Earlier this year Conservative and NDP MPs on a special parliamentary committee released a report urging pause on the amendment pending sufficient provincial and expert consultations.
Nearly half (47%) of Leger survey respondents endorsed pausing the policy in place of more comprehensive consultations. Thirty-seven percent disagreed with the delay.
Two-thirds of Canadians (65%) believe that people suffering from an illness that can affect their cognitive ability should be able to request the procedure in advance. This proportion is higher among Quebecers (77%) and people aged 55 and over (69%).
Poilievre takes aim at Trudeau for pushing MAID onto Canadians whose sole underlying condition is mental illness.
— Rebel News (@RebelNewsOnline) February 8, 2024
"Justin Trudeau has once again pursued a radical agenda." https://t.co/sQ4CRURfsm pic.twitter.com/uExuAud1IM
Those who perform the procedure on eligible patients commit a "non-culpable" form of homicide. That is not considered an offence, wrote Christopher Lyon, a Canadian social scientist who teaches at the University of York. He penned a report arguing independent oversight into MAID is needed.
Euthanasia "is fundamentally homicide by lethal injection," wrote Lyon.

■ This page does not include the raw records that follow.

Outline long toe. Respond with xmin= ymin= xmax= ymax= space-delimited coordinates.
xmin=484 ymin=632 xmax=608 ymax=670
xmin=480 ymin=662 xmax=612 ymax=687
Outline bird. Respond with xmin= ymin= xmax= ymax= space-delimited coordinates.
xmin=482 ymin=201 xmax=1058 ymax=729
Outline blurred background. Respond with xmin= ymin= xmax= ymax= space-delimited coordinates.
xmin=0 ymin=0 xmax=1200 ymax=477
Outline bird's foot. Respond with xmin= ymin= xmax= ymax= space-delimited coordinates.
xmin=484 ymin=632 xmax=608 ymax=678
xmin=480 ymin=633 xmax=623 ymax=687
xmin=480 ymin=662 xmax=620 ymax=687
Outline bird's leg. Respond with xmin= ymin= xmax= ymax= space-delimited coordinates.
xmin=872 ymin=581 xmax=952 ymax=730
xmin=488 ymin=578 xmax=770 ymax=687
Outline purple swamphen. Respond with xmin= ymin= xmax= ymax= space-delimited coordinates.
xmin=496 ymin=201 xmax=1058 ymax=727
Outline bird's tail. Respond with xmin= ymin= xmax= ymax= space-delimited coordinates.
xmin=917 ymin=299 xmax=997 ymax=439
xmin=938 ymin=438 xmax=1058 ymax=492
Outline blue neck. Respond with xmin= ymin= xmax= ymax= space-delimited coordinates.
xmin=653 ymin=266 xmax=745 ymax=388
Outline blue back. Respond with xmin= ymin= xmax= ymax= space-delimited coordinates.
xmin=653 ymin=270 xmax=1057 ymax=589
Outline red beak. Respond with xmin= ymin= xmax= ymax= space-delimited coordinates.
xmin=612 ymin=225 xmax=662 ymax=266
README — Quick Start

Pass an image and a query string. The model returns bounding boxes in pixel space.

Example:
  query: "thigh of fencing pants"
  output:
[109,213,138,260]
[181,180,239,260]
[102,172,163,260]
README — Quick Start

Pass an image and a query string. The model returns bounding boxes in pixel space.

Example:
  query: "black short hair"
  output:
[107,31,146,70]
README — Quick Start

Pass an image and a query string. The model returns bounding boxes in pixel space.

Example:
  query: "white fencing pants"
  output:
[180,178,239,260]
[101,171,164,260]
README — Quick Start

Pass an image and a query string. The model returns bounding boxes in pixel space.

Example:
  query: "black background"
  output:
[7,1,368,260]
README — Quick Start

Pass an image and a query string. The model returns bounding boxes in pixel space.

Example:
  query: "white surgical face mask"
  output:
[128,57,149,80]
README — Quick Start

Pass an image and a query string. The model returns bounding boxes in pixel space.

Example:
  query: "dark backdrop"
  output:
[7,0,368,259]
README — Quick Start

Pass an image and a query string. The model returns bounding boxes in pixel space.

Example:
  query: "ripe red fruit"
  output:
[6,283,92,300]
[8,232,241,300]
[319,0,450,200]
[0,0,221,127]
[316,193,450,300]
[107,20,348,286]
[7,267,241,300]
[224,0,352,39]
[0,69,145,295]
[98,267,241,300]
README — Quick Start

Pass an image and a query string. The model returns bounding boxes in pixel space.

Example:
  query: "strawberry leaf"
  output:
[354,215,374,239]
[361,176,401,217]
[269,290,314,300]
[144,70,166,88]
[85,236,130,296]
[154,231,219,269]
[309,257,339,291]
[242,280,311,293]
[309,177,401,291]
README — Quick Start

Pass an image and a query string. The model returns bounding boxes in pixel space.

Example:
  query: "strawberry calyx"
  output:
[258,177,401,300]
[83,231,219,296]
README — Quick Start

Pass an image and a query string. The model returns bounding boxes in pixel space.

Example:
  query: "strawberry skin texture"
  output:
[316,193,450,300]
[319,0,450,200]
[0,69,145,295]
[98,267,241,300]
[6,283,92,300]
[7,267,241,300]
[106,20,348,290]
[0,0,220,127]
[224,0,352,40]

Lyon contends there should be a "standardized script" for presenting MAID to patients. "It should be transparent — transparency around providers, their numbers, the kinds of patients they administer to and how the assessments were done."
Trudeau's health minister is mad!
— Rebel News Canada (@RebelNews_CA) February 15, 2024
Conservative MP Michael Cooper grills Mark Holland over a lack of safeguards in the Medical Assistance in Dying program before Holland erupts.https://t.co/Zs4Fyf8jXt pic.twitter.com/PrwLQaeNln
According to an earlier Angus Reid poll conducted with Cardus, 61% of Canadians support current MAID legislation. Another three in five (56%) endorsed the first MAID law.
Leger respondents say most Canadians (77%) support the regulations as they are. Only 42% want the program to include people suffering only from mental illness—up from 31% in the Angus Reid poll
According to the federal government’s 2023 report on MAID, "there were 13,241 MAID provisions reported in Canada, accounting for 4.1% of all deaths in Canada."
The number of cases in 2022 represents a growth rate of 31.2% over 2021. All provinces except Manitoba and the Yukon continue to experience steady year-over-year growth in 2022.